The candlestick, of course, was the weapon Carla used to kill her abusive husband Bernie Leach. It was Ferndale’s first on-screen murder and took place in typical Shortland Street style, in an earthquake during the show’s 1,000th episode. This storyline – which saw Carla let boyfriend Sam take the blame for the murder – best captured why we loved to hate Carla. We empathised with her as a vulnerable, imperfect woman, but loathed the way she deliberately destroyed the lives of everyone who had the misfortune to know her.
Viewers lapped up Carla’s outrageous behaviour. “That episode about the poisoning of Ellen’s dinner is one of the highest-rating episodes of all time, still,” Easther says, who fondly remembers her time working on the soap in the mid 90s, when an average of 308,000 viewers tuned in every night. “There were parties, we were dangling out of helicopters to raise money for Westpac chopper, I was being pulled out of a pretend wrecked car with the jaws of life in the main square of Wellington for fundraisers. It was fun. Those are the things you never thought you’d get to do,” she says.
“We had such a good time, and it’s the same now, a really lovely group of people working incredibly hard for a common purpose. You don’t stay there if you don’t like it, because it’s hard. I think it’s the loveliest job, and it still is.”
So, why come back now? “Because they asked me!” Easther says. She’s the latest in a line of old-school Shortland Street actors like Theresa Healey and Peter Elliott to return to the soap and pull on viewers’ nostalgic heartstrings. “Loads of people come up and say, ‘Oh my god, you’re Carla! I don’t watch it any more’. It’s a common thing that I hear, and I expect the desire will be to try and get some of the old fans back.” Even though it’s been 25 years, there are signs the Carla those old fans remember isn’t lurking far from the surface.
“She’s a different kettle of fish [now], but when she starts to unravel, I’m like, yeah, this familiar,” Easther says. “You look at the script and go ‘why would anybody do this?’ Then you’re like, oh that’s right, it’s a soap opera.“
The world’s a different place since Easther was last on the show, and now social media means fans can give immediate, unfiltered feedback about their beloved Shorty. Easther plans on channelling Carla to deal with it. “I literally do not care what anyone thinks of me. I don’t have Facebook, I don’t have Instagram. If they want to say whatever, they can waste their breath, it ain’t going to blow on me,” she says. “I might just snarl at people now. If they’re that scared of me, I’ll just growl at them.”

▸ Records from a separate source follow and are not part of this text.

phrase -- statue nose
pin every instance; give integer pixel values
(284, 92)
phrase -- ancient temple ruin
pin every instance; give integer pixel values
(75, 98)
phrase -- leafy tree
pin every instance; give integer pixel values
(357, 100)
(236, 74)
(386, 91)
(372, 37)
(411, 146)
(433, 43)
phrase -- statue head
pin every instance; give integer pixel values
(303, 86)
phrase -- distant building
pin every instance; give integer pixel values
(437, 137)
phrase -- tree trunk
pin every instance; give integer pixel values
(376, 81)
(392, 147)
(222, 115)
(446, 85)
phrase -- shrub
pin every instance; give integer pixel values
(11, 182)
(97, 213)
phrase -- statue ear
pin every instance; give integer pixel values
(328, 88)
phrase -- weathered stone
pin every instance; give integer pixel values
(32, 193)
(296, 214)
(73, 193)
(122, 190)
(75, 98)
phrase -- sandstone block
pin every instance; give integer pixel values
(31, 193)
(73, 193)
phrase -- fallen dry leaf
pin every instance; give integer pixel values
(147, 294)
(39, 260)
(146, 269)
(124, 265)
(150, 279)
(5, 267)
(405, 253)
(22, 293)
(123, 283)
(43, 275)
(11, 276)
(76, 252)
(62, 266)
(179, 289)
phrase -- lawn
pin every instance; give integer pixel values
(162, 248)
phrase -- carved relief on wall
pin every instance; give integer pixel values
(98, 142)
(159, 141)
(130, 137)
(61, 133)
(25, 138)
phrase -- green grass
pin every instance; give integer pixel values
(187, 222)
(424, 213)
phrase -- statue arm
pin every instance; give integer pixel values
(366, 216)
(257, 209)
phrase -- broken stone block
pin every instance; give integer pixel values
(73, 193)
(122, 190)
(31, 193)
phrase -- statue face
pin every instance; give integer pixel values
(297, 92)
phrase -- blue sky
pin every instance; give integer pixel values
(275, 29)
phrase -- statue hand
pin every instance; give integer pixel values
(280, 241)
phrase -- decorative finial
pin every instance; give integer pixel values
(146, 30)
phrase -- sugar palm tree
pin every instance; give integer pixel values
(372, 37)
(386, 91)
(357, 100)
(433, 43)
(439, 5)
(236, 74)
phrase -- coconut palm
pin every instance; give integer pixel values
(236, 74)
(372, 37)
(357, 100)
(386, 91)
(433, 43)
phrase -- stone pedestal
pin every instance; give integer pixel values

On the other hand, is there the risk that fans might start opening up to Easther when they see her in the supermarket, hoping for a quick Dr Carla consultation? “The funny thing is that Carla does hypnotherapy, and when I was living in London I did a hypnotherapy course. I don’t think people will want me to hypnotise them now, after seeing what Carla’s done. I’ve lost all ability to do anything of that ilk now.”
Having just turned 50, returning to Shortland Street is a full circle moment for Easther, who was 25 when she first took the role. “It’s literally half my life,” she says, and while she found success as a breakfast radio host, playwright, documentary maker and journalist after leaving Ferndale, she appreciates the significance of returning to the role at this milestone moment.
“I couldn’t be more like one of those butterfly pictures when you paint on one side and then smash the painting on to the other side – and it’s a strange reflection, but not the same. “ Don’t tell Carla, but that sounds like a beautiful thing.